A novel in a month? Why not?

I’ll be the first to admit that the whole community of writers’ groups never appealed to me. Maybe it’s because of my journalism background, which required me to write quickly and accurately without a great deal of attachment to the words. Or because I managed to write a number of non-fiction business books without support groups or reading circles. Maybe I’m really just not the “writerly” type. Or I’m ornery. Whatever.

But I’m doing NaNoWriMo next month. For the uninitiated, that’s the National Novel Writing Month. The deal is this: Starting Nov. 1, you write for a full month. If you reach 50,000 words by midnight Nov. 30, you “win.” It’s totally quantity over quality, and it’s designed to get would-be novelists off their collective butts, using peer pressure to finally get their dreams on the page. All you win is bragging rights and the rough draft that you might not have otherwise written.

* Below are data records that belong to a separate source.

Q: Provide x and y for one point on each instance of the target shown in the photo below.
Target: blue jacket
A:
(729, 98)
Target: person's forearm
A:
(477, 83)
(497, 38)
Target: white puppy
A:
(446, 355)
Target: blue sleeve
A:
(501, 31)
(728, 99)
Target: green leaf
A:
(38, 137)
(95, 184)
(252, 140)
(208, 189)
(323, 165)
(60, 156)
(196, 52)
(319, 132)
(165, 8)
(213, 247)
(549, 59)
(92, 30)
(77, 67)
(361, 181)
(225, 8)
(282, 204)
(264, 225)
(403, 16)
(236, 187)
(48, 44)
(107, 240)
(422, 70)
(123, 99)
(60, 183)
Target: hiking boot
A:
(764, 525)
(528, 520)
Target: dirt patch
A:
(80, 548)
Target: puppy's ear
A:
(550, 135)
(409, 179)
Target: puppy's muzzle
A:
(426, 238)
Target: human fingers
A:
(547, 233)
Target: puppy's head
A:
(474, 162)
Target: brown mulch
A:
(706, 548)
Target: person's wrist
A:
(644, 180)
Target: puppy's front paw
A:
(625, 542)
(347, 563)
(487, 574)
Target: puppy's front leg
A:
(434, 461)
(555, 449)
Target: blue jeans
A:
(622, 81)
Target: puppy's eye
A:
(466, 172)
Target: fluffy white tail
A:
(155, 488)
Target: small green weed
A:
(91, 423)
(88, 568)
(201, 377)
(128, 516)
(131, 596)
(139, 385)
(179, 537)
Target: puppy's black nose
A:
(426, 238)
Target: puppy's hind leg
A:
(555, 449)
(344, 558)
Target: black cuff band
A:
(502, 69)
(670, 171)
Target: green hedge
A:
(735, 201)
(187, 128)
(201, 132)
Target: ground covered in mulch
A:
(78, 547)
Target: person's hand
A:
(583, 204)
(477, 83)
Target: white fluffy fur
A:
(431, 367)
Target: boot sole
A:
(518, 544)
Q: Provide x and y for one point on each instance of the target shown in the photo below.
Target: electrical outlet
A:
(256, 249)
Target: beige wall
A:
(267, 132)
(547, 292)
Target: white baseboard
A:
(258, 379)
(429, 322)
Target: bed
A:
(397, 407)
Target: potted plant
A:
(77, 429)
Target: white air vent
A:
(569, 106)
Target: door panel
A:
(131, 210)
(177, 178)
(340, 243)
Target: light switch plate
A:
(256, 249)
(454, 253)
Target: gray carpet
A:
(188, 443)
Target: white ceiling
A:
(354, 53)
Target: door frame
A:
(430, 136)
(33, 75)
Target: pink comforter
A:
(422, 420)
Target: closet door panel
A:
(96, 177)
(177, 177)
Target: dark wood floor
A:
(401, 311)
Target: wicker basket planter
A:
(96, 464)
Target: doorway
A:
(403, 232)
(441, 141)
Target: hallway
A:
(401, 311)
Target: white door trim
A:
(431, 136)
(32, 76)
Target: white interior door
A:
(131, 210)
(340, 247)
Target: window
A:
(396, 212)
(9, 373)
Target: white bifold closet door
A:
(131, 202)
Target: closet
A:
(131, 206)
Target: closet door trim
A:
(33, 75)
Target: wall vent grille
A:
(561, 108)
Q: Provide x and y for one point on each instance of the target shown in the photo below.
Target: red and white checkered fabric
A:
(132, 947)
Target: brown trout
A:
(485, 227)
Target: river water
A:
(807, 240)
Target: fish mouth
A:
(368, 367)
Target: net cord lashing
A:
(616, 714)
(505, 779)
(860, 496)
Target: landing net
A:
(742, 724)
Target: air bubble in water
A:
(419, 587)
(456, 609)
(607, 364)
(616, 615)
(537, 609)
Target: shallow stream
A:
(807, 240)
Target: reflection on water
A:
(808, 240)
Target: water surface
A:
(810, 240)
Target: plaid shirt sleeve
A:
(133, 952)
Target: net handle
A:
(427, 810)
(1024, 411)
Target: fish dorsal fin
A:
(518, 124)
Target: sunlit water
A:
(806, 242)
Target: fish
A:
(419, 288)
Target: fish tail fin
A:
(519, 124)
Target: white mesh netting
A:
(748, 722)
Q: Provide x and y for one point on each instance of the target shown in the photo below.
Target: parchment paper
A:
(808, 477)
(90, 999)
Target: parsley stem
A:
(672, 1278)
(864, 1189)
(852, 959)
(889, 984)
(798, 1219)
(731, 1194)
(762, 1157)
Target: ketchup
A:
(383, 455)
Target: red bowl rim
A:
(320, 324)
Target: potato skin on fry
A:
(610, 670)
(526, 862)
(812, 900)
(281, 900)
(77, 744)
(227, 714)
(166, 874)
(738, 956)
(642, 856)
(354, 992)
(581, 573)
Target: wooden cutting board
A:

When I first heard of this, I dismissed it out of hand. I’ve already written a novel that’s gotten me an agent and is now out on submission. The sequel is well past the planning stages. And I don’t really need a sense of community to get writing, with all due respect to the community that, um, I just joined by signing up for NaNoWriMo. But I signed up nonetheless and, starting Nov. 1, I’m going to try to pound out a full draft of a book.

Why? Because it’s not part of the whole Spacebuckler continuum that I’ve put together. This new novel idea really intrigues me, it’s actually tied in to the upcoming holidays, and my agent responded to the idea with unabashed, unequivocal enthusiasm. (Seriously. I thought her e-mail would spontaneously erupt into rainbows and confetti.) I want to jump-start this idea and get it onto the page before some editor out there hopefully acquires Spacebuckler and asks if there’s a sequel.  NaNoWriMo is a great excuse for me to get this new idea rolling. Plus, by officially announcing it to all of my Twitter and blog followers — all several dozen of you — I’m locked in to getting it done.

Over the next two weeks, I’ll be finishing up the characterizations and outlining — you know how I love my Excel — so that by Nov. 1, I’ll be ready to start writing. I hope to get at least 1,500 to 2,000 words a day in the can so that, by Nov. 30, I’ll have a (very) rough draft done.

The nature of that end-of-November draft is something I hope all NaNoWriMo participants remember. You just pounded out a draft, not a finished novel. Revision is incredibly important, and I’d suggest revising at least twice before you go for an agent or publisher. Not even Stephen King writes a quality novel this fast, and even if he did, none of us are Stephen King. Which is good because, you know, he’s a dark fellow. Plus he lives in Maine, and it’s cold there this time of year.

2 Comments

Filed under Books, Writing

2 responses to “A novel in a month? Why not?

  1. Alessandra

    Why not, indeed. My decision to participate in NNWM this year are along those lines as well!

  2. My second biggest concern (the biggest being the people that don’t revise and flood agents’ inboxes) is that people construct a story in 50,000 words that doesn’t work for most markets. I find it challenging to add a significant amount of text after the story is finished. Maybe 10k at best. I’m much better at cutting. So the 50k benchmark seems rigged against the author when they need something more like 80k+ to have a worthwhile first draft.

    Unless of course you’re one of those people that writes a small first draft and then fleshes it out.